A progressive disease of the BRAIN and SPINAL CORD, which, although slow in its onset, may in time produce marked symptoms such as PARALYSIS and tremors (see TREMOR), and may ultimately result in severe disability. The disorder consists of hardened patches, from the size of a pin-head to that of a pea or larger, scattered at random through the brain and spinal cord as well as widespread damage to axons, the long processes leading from neurons (nerve cells). Each patch is made up of a mass of the CONNECTIVE TISSUE (neuroglia), which should be present only in sufficient amount to bind the nerve-cells and fibres together. In the earliest stage, the insulating sheaths (MYELIN) of the nerve-fibres in the hardened patches break up, are absorbed, and leave the nerve-fibres bare, the connective tissue being later formed between these.
Although this is one of the most common diseases of the central nervous system in Europe, the cause is still not known. The disease comes on in young people (onset being rare after the age of 40), apparently without previous illness. There may be a hereditary factor for MS, which could be an autoimmune disorder, the body's defence system attacking myelin in the central nervous system as if it were a ‘foreign’ tissue.

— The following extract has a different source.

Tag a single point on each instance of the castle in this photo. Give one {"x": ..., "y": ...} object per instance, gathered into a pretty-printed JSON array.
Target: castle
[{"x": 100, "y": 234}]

These depend greatly upon the part of the brain and cord affected by the sclerotic patches. Temporary paralysis of a limb, or of an eye muscle, causing double vision, and tremors upon exertion, first in the affected parts, and later in all parts of the body, are early symptoms. Stiffness of the lower limbs causing the toes to catch on small irregularities in the ground and trip the person in walking, is often an annoying symptom and one of the first to be noticed. Trembling handwriting, interference with the functions of the bladder, giddiness, and a peculiar ‘staccato’ or ‘scanning’ speech are common symptoms at a later stage. Numbness and tingling in the extremities occur commonly, particularly in the early stages of the disease. As the disease progresses, the paralyses, which were transitory at first, now become confirmed, often with great rigidity in the limbs. In many patients the disease progresses very slowly. About 85% of patients have a relapsing-remitting form with episodes when their symptoms get much better or even seem to disappear for a time before returning. The remainder have a gradually progressive form.
There is much uncertainty about how best to treat this disease: symptoms can be helped: for example, bladder frequency may respond to oxybutynin, spasm to baclofen and depression to antidepressants. However most patients and their neurologists believe that disease modifying drugs, which might reduce the frequency or severity of relapses, should be used at an early stage, while bearing in mind the risks they carry of unwanted effects. Such medication includes INTERFERON beta, glatiramer acetate and the MONOCLONAL ANTIBODY DRUG, alemtuzumab.